An Interview with Ben Casselman, FiveThirtyEight’s Chief Economics Writer
Ben Casselman is the chief economics writer for FiveThirtyEight. Prior to working at FiveThirtyEight, he worked at Salem News and at The Wall Street Journal. Casselman graduated from Columbia University in 2003 with a B.A. in political science. His reporting on the Deepwater Horizon oil spill won him a Gerald Loeb Award and a Pulitzer nomination.
The Politic: How did you get into journalism?
I got into journalism in what I think is probably a pretty classic story.

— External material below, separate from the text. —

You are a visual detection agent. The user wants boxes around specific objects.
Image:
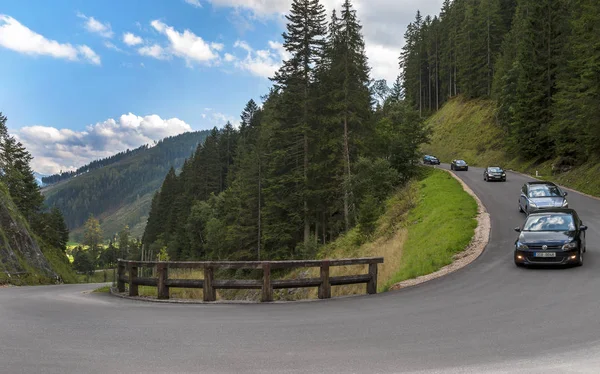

I’d been vaguely involved in a student newspaper when I was in high school, but like a lot of people I was involved in lots of different things in high school. I wenat to Columbia for undergrad, I walked into the student newspaper in my first week on campus, and just totally fell in love with it and basically didn’t go to class for the remainder of my four years there. I officially majored in political science, but for all intents and purposes I majored [in] being at a newspaper. I like to say I didn’t graduate with any marketable skills, so off I went into newspapers once I graduated. I did an internship the summer after my junior year at a small newspaper up in the Boston area, and was lucky enough to have a job open up there when I graduated, so I’ve been at this ever since.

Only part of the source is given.